The Developing Storm and Chance of Snow

As I mentioned on this morning, the models and my resulting forecast changed a bit after the morning package came in yesterday. On that note, I am going to wait until I get the new data to make my post here today. Please check back. In the meantime, the HPC rainfall forecast has gone up from yesterday. I had said that a shift in speed or track may double our totals... well we are getting close to it.

I have kept the regional radar at the bottom of this post, but you can get it on my TV Graphics tab above.

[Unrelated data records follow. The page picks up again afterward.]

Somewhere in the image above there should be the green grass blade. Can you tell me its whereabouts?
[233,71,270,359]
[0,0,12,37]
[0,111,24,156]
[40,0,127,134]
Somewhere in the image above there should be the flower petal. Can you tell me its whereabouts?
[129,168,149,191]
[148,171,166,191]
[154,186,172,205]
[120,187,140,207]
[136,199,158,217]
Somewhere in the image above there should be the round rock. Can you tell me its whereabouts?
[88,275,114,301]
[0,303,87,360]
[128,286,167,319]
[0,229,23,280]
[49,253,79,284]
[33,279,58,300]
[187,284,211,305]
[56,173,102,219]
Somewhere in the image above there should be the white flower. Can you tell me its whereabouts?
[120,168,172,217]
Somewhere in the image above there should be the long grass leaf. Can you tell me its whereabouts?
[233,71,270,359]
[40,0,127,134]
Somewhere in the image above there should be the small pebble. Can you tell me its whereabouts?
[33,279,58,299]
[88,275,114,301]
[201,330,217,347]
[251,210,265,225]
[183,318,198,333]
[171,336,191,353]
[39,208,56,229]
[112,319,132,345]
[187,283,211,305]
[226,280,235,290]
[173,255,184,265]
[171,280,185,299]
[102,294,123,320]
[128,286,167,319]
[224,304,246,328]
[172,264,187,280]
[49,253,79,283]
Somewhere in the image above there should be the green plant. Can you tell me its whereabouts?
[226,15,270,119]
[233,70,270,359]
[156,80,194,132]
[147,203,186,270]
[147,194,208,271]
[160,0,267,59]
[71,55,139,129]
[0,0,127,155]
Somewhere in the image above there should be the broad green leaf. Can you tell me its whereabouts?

Below is my model analysis, but some of the maps are not easy to read. I have cut out our region, along with highlighting Maryland in a yellow circle.

Late Morning UPDATE:
Now that the models are trickling in, I can see the development, or perhaps over excitement of cold air in the computer models. There is a ton of information to sort through, but what I try to do here is provide the best graphical display. I will try to keep this short, but sweet.
The NGM (here), shows the next development for Saturday morning. This looked heavier on the NAM model, but the rain that moves on late Friday, will be here on Saturday morning, but perhaps break into showers during the day. The arctic boundary to our west will turn rain to snow in Chicago. That white line shows the freezing line. Could be interesting football weather in Michigan mid day.
The NAM shows low pressure slowly passing overhead, and keeping steady rain around through Saturday evening. The low in the Great Lakes looks stronger here, and the band of precipitation behind the freezing line would translate to heavy snow from Chicago to South Bend, IN, and Michigan. The way this wraps up, will pull cold air farther south behind the storm. That will arrive on Sunday- and settle in on Monday.

Snow Next Week?
Here is my personal favorite- the Canadian (from Environmental Canada) showing the surface and upper level maps behind this storm on Monday. On the left, the surface map shows what is left of the Low Pressure Center, just spinning itself out. It is stacked aloft, and circulating cold air around it, while drifting east of the Great Lakes. The black line is the 'freezing' line that is well to our south and moving off of the coast. It does not guarantee freezing temperatures for us, but it supports snow development in the clouds. The image on the right, shows the upper level chart at 500mb. This is the energy needed to generate showers, and there is a lot of it. The push of arctic air moves in during the day, keeping us in the 40s, with an afternoon rain or snow shower. The X in Ohio is the second push with the core of the cold air. That will arrive on Tuesday. This is why I put rain or snow showers for Monday, but snow showers or flurries on Tuesday. Usually the best chance for this is in the hilly terrain north and west of Baltimore, I will fine tune this we get closer. Just showers- but a start and sign of the changing season.